お山の妄想のお話しです。
きりりとした眉
はっきりとした二重瞼の大きな瞳
ふっくらとして形のいい唇
精悍な顔付き
スッキリした頬に子供の頃のあどけなさはないけれど、あれは翔くんだ
最後に見た中2の時よりも身長が伸びて体格もよくなっている。
体が小さいことを気にしていたけど、成長したんだな。きっとおいらより背が高いだろう。

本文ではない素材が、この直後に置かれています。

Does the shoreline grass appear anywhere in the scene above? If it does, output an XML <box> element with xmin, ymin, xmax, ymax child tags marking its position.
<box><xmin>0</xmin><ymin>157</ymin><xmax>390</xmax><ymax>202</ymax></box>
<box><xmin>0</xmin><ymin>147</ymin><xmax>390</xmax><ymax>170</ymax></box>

かずから話をきいていたし、子供の頃から美形だったからイケメンだろう事はわかっていたけど、すげえイケメンになってたんだな。
あれじゃあ女の子が放っておかないのも納得出来る。
そんなもてもての翔くんが、周りに集まる子達を黙殺して只ひとりの女の子を探している…
ちくり。
ほら、またきたよ。
ちくちくちくちく胸が傷む。
もう忘れた、諦めた、翔くんが幸せならそれでいい、なんて無理矢理納得させた心が暴れだすんだ。
いままでは何とか堪えてきた。
でもさ、記憶の中2じゃないリアルな翔くんを見てしまった後じゃ、どうだろう?
だっておいら、カッコいいな、可愛いな、素敵だなってまた恋してる……
ダメだな、駄目だ!
おいら翔くんに嫌われてるのを思い出せ。
電話にさえ出て貰えない程拒絶されてるんだ、
また恋しても、今後何回彼を想っても報われることなんて無いんだから
何時もみたいに少しの間我慢すれば、吹っ切れるはずだ。
諦めろ、忘れるんだ、固く眼を瞑り俯いて心の中で何度も何度も繰り返した
それからどれ程の時間が経ったのか、強張ったおいらの背中に誰かが優しく触れた
「マキさん?大丈夫ですか?」
顔を上げると心配そうにおいらを見るあおいちゃんがいた。
「あ、ごめん。お店出るの?」
「いいえ、まだ2人は話してるから。
なんだかマキさん気分が悪そうだったから心配になって」
「おいら大丈夫だから、あおいちゃん戻って皆と話してきてよ」
「でも顔色が悪いです……」
「大丈夫だって、ちょっとパンケーキ食べ過ぎたかもだけど」
あおいちゃんを安心させる為におどけてみたけど、笑いがぎこちなかったかも。
あおいちゃんは暫くじっとおいらを見つめてから自分の席に戻って行った。
優しい子だ、心配かけて悪かったな。
おいらはあの子を護る立場なのにな、しっかりしなくちゃ。翔くんのことは今は本当に忘れて任務を遂行するぞ!
気合を入れるために両手で頬をバシバシ叩いていると。
「そんなに叩いたら頬が腫れます」
いつの間にか自分の荷物を持ったあおいちゃんがいた。
あおいちゃんはおいらの手を掴むとそのまま店の出口に向かう、え?え?どういうこと?
振り返ってお嬢さん達のテーブルを見ると残った2人が手を振っていた。
「お会計はマキさんの分も済ませてきました。
家の車で送りますから一緒に帰りましょう」
「でも、まだ行ってない店とかあるでしょ」
「そんな事よりマキさんの体調の方が心配ですから」
「ちょっと待って!マジで何ともないから!」
「ダメです。それにマキさんに何かあったら准一さんに叱られます…」
「ええっ?なんで岡田っちに?」
それ逆だよな?あおいちゃんになんかあったら
おいらが岡田にブッ飛ばされるんだよな?
あおいちゃんはぐいぐいおいらを引っ張って駅に向かって行く。
どんどんクレープ店の隣の人混みに近付く。
おいらは女の子に囲まれる翔くんを見たくなくて、そして自分の姿も見られたくなくて髪で顔を隠し足早に通り過ぎた。
「 待って!! 」
駅の構内に入ってから誰かに声を掛けられた気もするけど、たぶん関係ないだろうとそのままロータリーに停まっていたあおいちゃん家の車に乗り込んだ。